Au vu de la nature de cette campagne électorale, je pense que les gens iront voter en nombre. Il le faut»

Devrait-on comptabiliser le vote blanc de manière officielle pour refléter le désintérêt ou l’insatisfaction envers les candidats proposés ?
Il serait intéressant de le faire pour des raisons statistiques. Ceci permettrait justement aux partis politiques et aux analystes de mieux comprendre ce qui est en jeu. Mais cette comptabilisation doit uniquement se faire pour des raisons statistiques, le vote blanc ne peut en aucun cas être considéré comme un vote valide. Quoi qu’il en soit, une élection doit avoir une issue avec l’élection d’un gouvernement.

La diaspora ne pourra pas participer aux élections, aucune mesure n’ayant été prise pour leur donner cette possibilité. Paradoxalement, des citoyens issus des pays du Commonwealth résidant à Maurice peuvent participer aux législatives…
Notre Constitution permet effectivement aux ressortissants de certains pays du Commonwealth de voter, selon certaines modalités. Je suis personnellement opposé à cela, et je pense qu’il faudrait revoir cet article de la Constitution. 

Je ne dis pas forcément que les étrangers ne peuvent pas voter. Nous sommes dans une situation où beaucoup d’étrangers habitent à plein temps et payent leurs taxes à Maurice, grâce au permis de résidence. Ces derniers n’ont pas la nationalité et ne peuvent donc pas voter. 

Mais, ils sont concernés par certains choix politiques, ce qui fait que nous devons peut-être considérer leur donner accès au vote pour les élections villageoises et municipales. Pour les élections générales, je suis d’avis que seuls les citoyens mauriciens peuvent voter. 

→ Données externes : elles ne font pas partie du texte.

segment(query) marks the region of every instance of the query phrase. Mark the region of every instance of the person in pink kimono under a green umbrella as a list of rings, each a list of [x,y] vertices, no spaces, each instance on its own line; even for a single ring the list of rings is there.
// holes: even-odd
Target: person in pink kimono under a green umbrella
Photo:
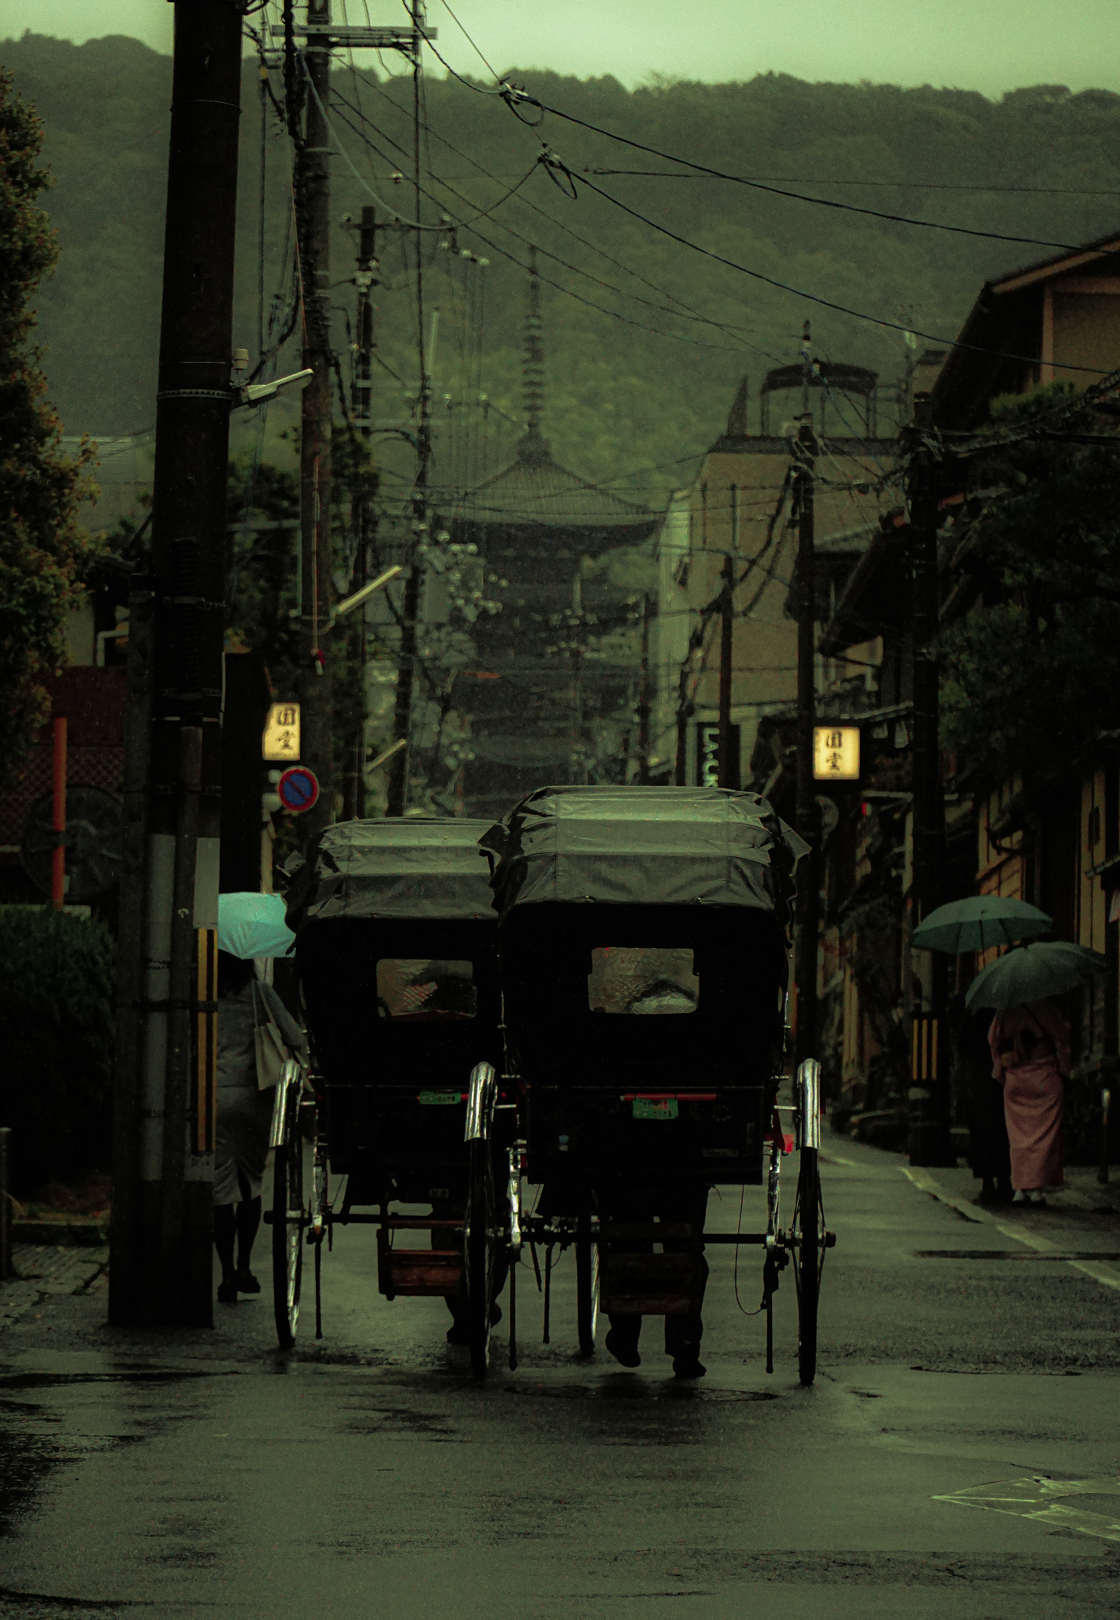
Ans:
[[[1063,1184],[1062,1081],[1070,1077],[1070,1025],[1052,1001],[997,1013],[987,1032],[992,1079],[1003,1087],[1015,1204],[1046,1204]]]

La diaspora pourrait-elle jouer un rôle décisif si elle obtenait le droit de vote ? 
Si l’on considère que la diaspora mauricienne est très nombreuse, elle pourrait forcément avoir une influence conséquente sur le vote. Mais ceci dépendra forcément des modalités d’un éventuel vote de la diaspora. Nous avons un système où chaque circonscription fait élire trois représentants à l’Assemblée nationale, sauf pour Rodrigues qui a deux représentants. Nous ajoutons à cela huit sièges de Best Loser pour arriver au total de 70 députés à l’Assemblée nationale.

Le système de circonscription est un système géographique, ce qui implique que nous ne votons pas uniquement pour des individus, mais, dans la région où nous résidons, pour des individus qui vont représenter cette région. Un votant inscrit à la circonscription n°5, par exemple, a un vote qui concerne sa région, et il n’a rien à dire pour une région qui serait dans une autre circonscription, comme la 14 par exemple.

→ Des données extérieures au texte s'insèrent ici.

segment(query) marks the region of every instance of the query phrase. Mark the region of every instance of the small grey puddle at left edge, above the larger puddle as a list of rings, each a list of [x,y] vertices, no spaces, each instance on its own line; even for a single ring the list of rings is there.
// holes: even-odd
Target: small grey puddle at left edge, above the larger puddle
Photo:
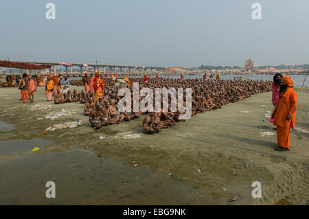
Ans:
[[[19,153],[23,150],[32,150],[35,147],[43,148],[43,146],[49,144],[51,144],[51,142],[43,139],[0,141],[0,154]]]

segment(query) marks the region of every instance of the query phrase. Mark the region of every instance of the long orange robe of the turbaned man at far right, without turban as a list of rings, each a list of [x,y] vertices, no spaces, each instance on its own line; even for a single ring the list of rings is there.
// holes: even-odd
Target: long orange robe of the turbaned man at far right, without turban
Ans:
[[[290,148],[290,128],[295,128],[295,116],[297,108],[297,93],[290,87],[286,89],[279,97],[273,114],[275,121],[273,124],[277,126],[278,146],[282,148]],[[290,114],[290,120],[286,120],[286,116]]]

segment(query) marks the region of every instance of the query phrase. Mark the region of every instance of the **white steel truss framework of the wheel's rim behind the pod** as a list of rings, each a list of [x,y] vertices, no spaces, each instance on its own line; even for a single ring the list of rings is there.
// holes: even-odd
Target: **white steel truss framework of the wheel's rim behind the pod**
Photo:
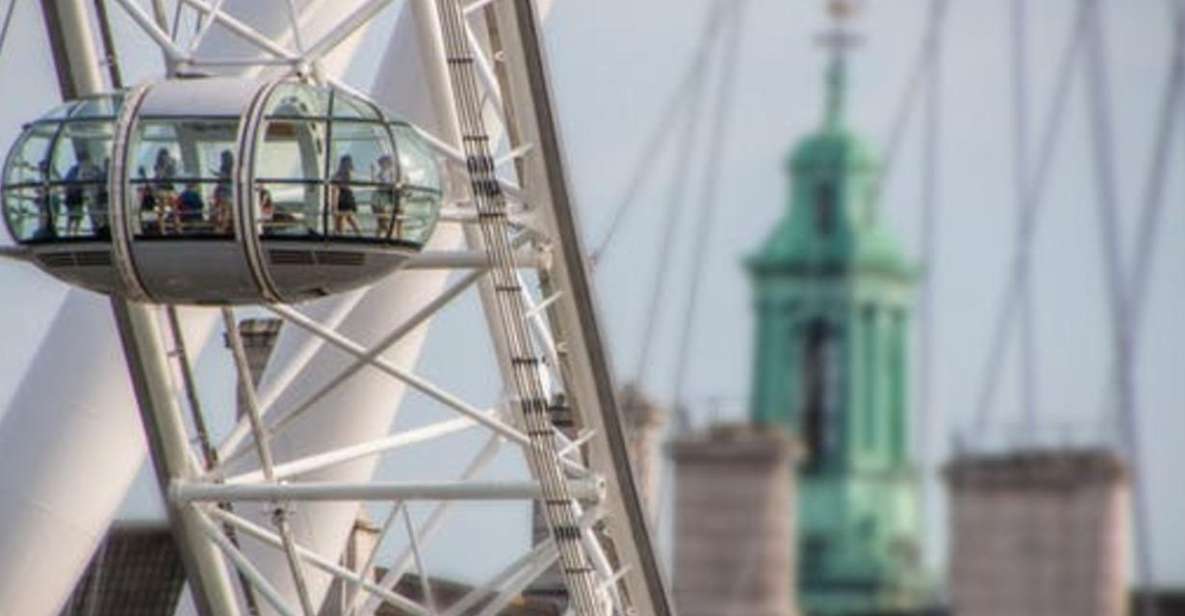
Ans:
[[[161,49],[172,72],[278,66],[350,90],[327,75],[321,60],[392,4],[363,1],[320,39],[307,41],[300,33],[295,2],[288,0],[289,46],[225,12],[224,0],[179,0],[172,28],[160,0],[154,0],[153,14],[135,0],[114,1]],[[59,24],[64,40],[89,36],[89,27],[79,25],[85,15],[81,0],[47,0],[46,5],[79,17],[78,23]],[[200,24],[188,40],[181,40],[184,34],[175,26],[182,8]],[[213,413],[209,405],[199,405],[198,379],[173,308],[113,301],[194,603],[205,614],[238,614],[242,607],[254,612],[267,607],[277,614],[313,616],[320,608],[320,597],[309,590],[315,571],[342,580],[347,614],[372,614],[383,602],[410,614],[497,614],[558,563],[574,614],[670,614],[630,475],[566,193],[537,8],[531,0],[476,0],[467,6],[438,0],[418,2],[411,11],[418,20],[421,53],[433,66],[428,89],[434,107],[449,118],[442,134],[425,135],[450,161],[457,180],[441,224],[461,225],[468,243],[467,250],[422,255],[411,268],[455,269],[460,271],[455,282],[406,320],[391,323],[389,333],[377,340],[352,339],[338,329],[340,319],[333,315],[319,320],[292,306],[262,306],[318,344],[352,358],[315,393],[284,408],[277,400],[300,371],[301,360],[261,391],[252,383],[236,314],[222,309],[245,412],[217,443],[207,428]],[[213,24],[262,56],[201,56],[201,41]],[[96,90],[98,64],[92,53],[79,56],[71,49],[58,59],[71,94]],[[482,302],[498,355],[504,399],[493,408],[468,402],[448,385],[383,358],[384,351],[425,327],[467,293],[476,293]],[[363,371],[396,379],[455,417],[277,460],[274,439]],[[565,434],[556,428],[557,411],[571,415],[572,430]],[[480,431],[486,438],[455,480],[346,483],[306,479],[462,431]],[[506,444],[523,451],[531,477],[475,479]],[[301,508],[325,500],[386,503],[377,541],[384,545],[401,527],[408,540],[382,579],[367,575],[380,548],[350,569],[340,564],[340,554],[318,553],[297,540],[294,530],[302,524]],[[551,538],[512,554],[501,571],[455,604],[437,605],[425,546],[447,524],[451,508],[491,500],[538,503],[546,512]],[[433,505],[416,524],[409,503],[419,501]],[[252,507],[258,511],[260,502],[267,503],[269,524],[242,513]],[[278,584],[274,571],[269,577],[243,548],[244,539],[283,554],[288,566],[282,573],[290,579]],[[396,584],[412,570],[419,578],[421,599],[396,591]],[[280,590],[289,583],[294,592]]]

À partir de là, dans quelle circonscription voulez-vous que la diaspora puisse voter ? Elle ne réside dans aucune des circonscriptions du pays. Et les enjeux politiques propres à ces circonscriptions ne les concernent pas puisqu’ils n’y résident pas. 

Quelle pourrait être la solution ?
Une solution à cela est la création d’une circonscription des Mauriciens de l’étranger, où les citoyens issus de la diaspora et ayant un passeport mauricien peuvent voter pour des députés qui les représenteront à l’Assemblée nationale. Mais une telle solution implique un budget pour les salaires de ces députés et pour la mise en place de la logistique requise pour rendre ce vote possible. Budget qui sera payé par le contribuable à Maurice. Est-ce que c’est ce que souhaite la majorité des Mauriciens ? C’est une question qui doit être posée.

Personnellement, je considère que les enjeux nationaux et les équilibres sociaux sont trop complexes pour que des citoyens qui ne résident pas sur place, et qui font l’expérience des réalités mauriciennes uniquement à travers les réseaux sociaux et les médias, puissent avoir une voix dans les décisions qui concernent et affectent les citoyens qui résident sur le territoire mauricien et qui sont directement impliqués dans les problèmes quotidiens du pays. 

Si les Mauriciens de la diaspora souhaitent exprimer leur voix et participer pleinement à la vie publique de leur pays, souhait qui est parfaitement légitime, alors ils doivent faire le choix de revenir au pays et de participer pleinement à son développement.